Половинкин же еще подумал, послушал и сказал:
- Он-то, Смирновский-то, никак не может быть как все! Эму энто - нож вострый. И даже - смерть!
- А вот это так! Вот это правильно! Когда человек откалывается от массы, от большинства - в нем уже правды нет и не может быть! Одна только спесь и разная хитроумная ложь. Настолько хитроумная, что ее не так-то просто разоблачить!
- Ну а ежели взять святых? - спросил Устинов. - Оне и всегда-то были одиночно и только сами по себе, но призывали к своему разумению большинство народа. В них тоже нету правды?
- Одно вранье! - подтвердил Дерябин. - Что такое правда, товарищ Устинов? Один ее понимает так, другой - вовсе по-своему, а где и в чем она в действительности? Она есть лишь в том, что хорошо и справедливо для народа, то есть для большинства человеческого. Нонче народ требует взять в свои руки землю, фабрики и власть - это и есть святая и высшая правда, другой нету! Пройдет время - у массы будет другое наставление к жизни, и обратно это будет правдой. И так всегда. Запомнил, Устинов?
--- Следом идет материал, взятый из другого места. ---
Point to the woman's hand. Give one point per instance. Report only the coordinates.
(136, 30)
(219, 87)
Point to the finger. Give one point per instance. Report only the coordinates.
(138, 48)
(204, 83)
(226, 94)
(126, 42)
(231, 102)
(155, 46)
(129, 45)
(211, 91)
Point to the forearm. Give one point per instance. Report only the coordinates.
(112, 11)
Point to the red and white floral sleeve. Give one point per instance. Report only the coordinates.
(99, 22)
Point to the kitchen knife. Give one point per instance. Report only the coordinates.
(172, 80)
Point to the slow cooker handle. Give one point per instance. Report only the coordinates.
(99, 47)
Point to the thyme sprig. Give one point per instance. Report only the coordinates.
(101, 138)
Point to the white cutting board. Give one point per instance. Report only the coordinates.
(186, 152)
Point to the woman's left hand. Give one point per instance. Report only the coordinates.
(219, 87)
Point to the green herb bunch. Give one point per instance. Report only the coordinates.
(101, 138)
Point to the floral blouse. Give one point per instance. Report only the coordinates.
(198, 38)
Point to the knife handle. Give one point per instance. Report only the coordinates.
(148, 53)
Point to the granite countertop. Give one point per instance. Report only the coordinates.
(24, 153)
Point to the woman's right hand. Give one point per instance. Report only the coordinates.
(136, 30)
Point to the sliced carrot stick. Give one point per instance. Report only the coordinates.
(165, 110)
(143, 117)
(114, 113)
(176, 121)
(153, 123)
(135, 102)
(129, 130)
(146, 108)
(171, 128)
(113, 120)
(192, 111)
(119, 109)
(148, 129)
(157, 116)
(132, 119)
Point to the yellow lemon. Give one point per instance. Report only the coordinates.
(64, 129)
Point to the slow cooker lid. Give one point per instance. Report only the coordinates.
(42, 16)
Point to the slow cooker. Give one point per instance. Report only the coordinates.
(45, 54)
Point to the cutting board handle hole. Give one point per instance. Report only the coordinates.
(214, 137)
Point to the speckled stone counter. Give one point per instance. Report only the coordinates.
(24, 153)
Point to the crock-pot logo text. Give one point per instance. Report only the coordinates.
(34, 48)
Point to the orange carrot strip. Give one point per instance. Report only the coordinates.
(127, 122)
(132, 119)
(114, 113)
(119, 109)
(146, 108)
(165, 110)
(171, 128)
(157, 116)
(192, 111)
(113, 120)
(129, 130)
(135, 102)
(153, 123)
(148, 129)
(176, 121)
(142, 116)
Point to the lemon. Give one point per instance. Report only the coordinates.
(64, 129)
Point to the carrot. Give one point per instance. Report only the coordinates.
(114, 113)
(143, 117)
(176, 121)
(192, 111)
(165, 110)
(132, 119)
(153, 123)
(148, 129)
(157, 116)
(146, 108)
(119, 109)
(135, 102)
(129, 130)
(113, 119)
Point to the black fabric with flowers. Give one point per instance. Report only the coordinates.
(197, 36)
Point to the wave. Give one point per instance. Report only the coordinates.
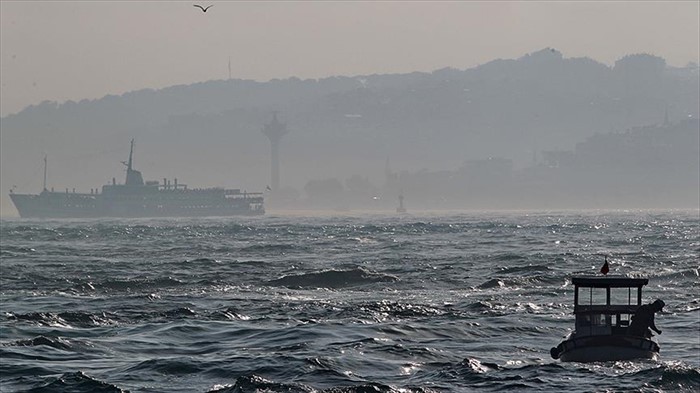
(146, 283)
(254, 383)
(64, 319)
(76, 382)
(58, 343)
(333, 279)
(672, 377)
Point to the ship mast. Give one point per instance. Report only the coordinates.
(44, 172)
(131, 155)
(133, 177)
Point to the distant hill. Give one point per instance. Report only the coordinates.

- Ну, а вот было - народ сжигал отдельных людей на кострах, когда те не верили в ихнего бога. За кем была правда - за большинством или за теми отдельными и сожженными людьми?
- А тут надо различать - где народ сам делает, а где его толкает на преступление черная сила!
- Какая - черная?
- Разная: монахи, колдуны, капиталисты.
- А кто различит? Вот ты, Дерябин, различишь, где народ делает по-своему, а где - по наущению?
- Почему бы и нет?
- А когда ты можешь это, а все другие - нет, тогда ты ведь уже отдельно ото всех? Как тот святой?
- Никогда! Никогда не стою я в отдельности от народа, а нахожусь в самой его душе и в глубине, потому я и чувствую и чую, что исходит от него самого, а что ему навязывают другие из черных замыслов! Сам же я при этом со своей личностью - ноль!
- Даже странно! Вот в Лесной нашей Комиссии ты нонче кем работаешь? Нолем работаешь? Либо главным рабочим членом, начальником охраны и даже нашим как бы руководителем? И ежели ты, наш руководитель, - ноль, тогда кто же мы?
- Ты меня не вовсе понял, Устинов, - побарабанив пальцем по столу, сказал Дерябин. - Я, если и руководствую, не отказываюсь от этого, так потому только, что понимаю себя перед народом как ноля! То есть более, чем всякий другой, я должен быть слуга ему, и только слуга! Во мне это рядом и вместе слившись должно находиться - слуга и руководственность. Может, тебе и это не очень понятно, Устинов?